One can't help but wonder if patriotic fervor would have affected that particular question even more if the census -- conducted in April of 2000 -- had been taken after the Sept. 11 terrorist attacks.

But if there is any meat to the statistics reported by the census, Skerry said it could be a backlash to diversity issues emphasized in the 1990s. He sees a growing anxiety about the "fragmenting" of American society.

"People feel like they want to grab on more tightly to being Americans because they feel like that identity is under threat," he said.

One opinion is shared by many experts: The examples provided with the census question served as a type of subliminal message that skewed the results.

"The research that has been done with that question shows that it is very sensitive to instruction," said Matthew Snipp, a demographer from Stanford University.

+ In 1980, when English was the second example provided (below Afro-American), English was the most commonly reported ancestry group.

+ In 1990, when German headed the list of examples, German was the most commonly reported.

+ In 2000, Italian topped a list of 16 examples which did not include English or German.

And guess what? At a time when the numbers of nearly every European origin were shrinking, the ranks of Italians nationwide swelled by 7 percent.

NOT EVERYONE KNOWS

Vic Donatelli, 74, won't quibble with the analysts.

But the retired Akron firefighter said there's another reason more people stood up to be counted as Italians: pride.

He jokes that he would often end his shift by telling his station mates: "There are two kinds of people in this room -- Italians, and people who wish they were Italian."

Donatelli is the treasurer and a past president of the Italian Center in Akron, where volunteers make gallons of red sauce and hundreds of meatballs each week for Thursday's dinner night.

Tommy Menza, 80, is known as "the sauce man." Wearing speckles of sauce on his face and apron, the Silver Lake resident said he wouldn't be surprised if a lot of people were unsure how to answer the census question.

"I question even my ancestry," said Menza. He said he would have written in "Italian" on the census form, but noted his mom came from Brazil and is "allegedly of Italian heritage."

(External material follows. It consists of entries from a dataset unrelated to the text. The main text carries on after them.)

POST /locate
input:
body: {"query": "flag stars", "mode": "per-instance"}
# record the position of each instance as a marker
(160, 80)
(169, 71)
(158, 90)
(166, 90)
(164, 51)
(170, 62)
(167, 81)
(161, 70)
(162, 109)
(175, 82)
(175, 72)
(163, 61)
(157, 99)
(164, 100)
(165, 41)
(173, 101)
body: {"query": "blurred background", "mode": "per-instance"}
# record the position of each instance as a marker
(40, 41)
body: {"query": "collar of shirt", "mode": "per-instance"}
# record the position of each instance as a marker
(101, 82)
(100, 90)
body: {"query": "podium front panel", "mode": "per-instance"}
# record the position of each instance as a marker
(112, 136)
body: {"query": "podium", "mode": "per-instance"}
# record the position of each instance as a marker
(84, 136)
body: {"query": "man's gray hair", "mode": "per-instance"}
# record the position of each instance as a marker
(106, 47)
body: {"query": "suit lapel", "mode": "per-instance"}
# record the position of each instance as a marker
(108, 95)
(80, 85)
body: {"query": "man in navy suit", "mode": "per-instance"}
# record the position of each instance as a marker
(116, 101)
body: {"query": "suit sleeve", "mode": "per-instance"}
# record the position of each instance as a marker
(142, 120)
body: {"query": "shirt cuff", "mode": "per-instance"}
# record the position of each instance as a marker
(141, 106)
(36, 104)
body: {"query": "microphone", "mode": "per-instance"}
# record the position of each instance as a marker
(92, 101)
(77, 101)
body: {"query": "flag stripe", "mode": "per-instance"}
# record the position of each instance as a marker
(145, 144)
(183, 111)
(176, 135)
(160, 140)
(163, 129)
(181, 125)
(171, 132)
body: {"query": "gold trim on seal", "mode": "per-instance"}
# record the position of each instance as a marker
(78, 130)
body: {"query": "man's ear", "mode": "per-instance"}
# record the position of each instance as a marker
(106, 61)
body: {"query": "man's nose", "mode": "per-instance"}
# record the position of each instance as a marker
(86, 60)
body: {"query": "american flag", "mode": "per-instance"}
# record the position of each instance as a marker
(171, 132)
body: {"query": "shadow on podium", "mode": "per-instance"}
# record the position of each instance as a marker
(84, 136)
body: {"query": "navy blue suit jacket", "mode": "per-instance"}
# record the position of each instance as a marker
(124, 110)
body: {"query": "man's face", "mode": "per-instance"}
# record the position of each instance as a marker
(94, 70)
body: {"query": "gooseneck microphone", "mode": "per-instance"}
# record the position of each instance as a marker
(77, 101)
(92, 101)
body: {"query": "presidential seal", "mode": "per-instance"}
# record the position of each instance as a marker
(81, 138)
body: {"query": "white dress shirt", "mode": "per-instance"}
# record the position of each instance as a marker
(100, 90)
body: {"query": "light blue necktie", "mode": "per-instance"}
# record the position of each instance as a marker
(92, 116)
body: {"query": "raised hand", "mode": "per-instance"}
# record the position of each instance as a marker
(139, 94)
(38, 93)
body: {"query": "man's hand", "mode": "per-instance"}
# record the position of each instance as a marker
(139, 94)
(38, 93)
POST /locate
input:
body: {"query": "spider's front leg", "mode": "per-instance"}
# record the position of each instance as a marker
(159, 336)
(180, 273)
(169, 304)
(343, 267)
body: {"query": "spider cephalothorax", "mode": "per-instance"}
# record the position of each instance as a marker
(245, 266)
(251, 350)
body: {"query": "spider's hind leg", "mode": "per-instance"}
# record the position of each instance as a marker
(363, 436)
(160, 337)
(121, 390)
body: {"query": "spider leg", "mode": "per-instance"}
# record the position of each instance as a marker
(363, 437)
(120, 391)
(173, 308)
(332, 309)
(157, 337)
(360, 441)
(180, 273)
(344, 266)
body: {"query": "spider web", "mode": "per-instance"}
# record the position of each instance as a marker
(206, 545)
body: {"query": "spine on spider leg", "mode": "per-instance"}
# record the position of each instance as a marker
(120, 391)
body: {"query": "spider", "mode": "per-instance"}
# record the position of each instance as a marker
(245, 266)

But even in families with divergent roots, the Italian side is sure to dominate, said Dominic Rizzo, 75, of Franklin Township in Summit County.

He said his three daughters-in-law -- none of whom is Italian -- have adopted the traditions and even "cook as well as my wife."

Rizzo's father and mother came from Italy, but for many Americans whose ancestors immigrated in the 18th and 19th centuries, that overseas connection was severed long ago.

Few area people equal Steve Kelleher's reputation as a history lover. As president of the Barberton Historical Society, his effort to save buildings associated with town founder O.C. Barber mark him as a man who honors ties to the past.

But Kelleher, whose last name comes from an Irish ancestor, said if he had been asked the ancestry question, he would have written in "American."

"I feel I'm so filtered that I have absolutely no ties to the old sod," he said. "I don't consider myself to be Irish at all."

Stephen Petrasek, 77, of Stark County's Lexington Township, wonders if many folks just wanted to keep it simple.

"What they are doing is saying, 'Hey, I'm an American' if they are unsure about what to put down," Petrasek theorized.

But Petrasek, who's of Slovak stock, said he's sad to see more people not embrace their ethnicity. After all, "we're not all American Indians, so we came from somewhere."

Somewhere -- but where?

Not everyone knows, said Sara Caldwell, 76, of Akron. She knows she has some Irish in her, but as a fifth- or sixth-generation American, she's "lost track" of what other blood runs through her veins.

She said she doesn't even know the nationality of her maiden name, Douthett.

So when a grandson recently pointed to a photo of a pair of ancestors in 19th-century clothing and asked where they came from, Caldwell gave him the only answer she had:

"I said they're from Zelienople, Pennsylvania."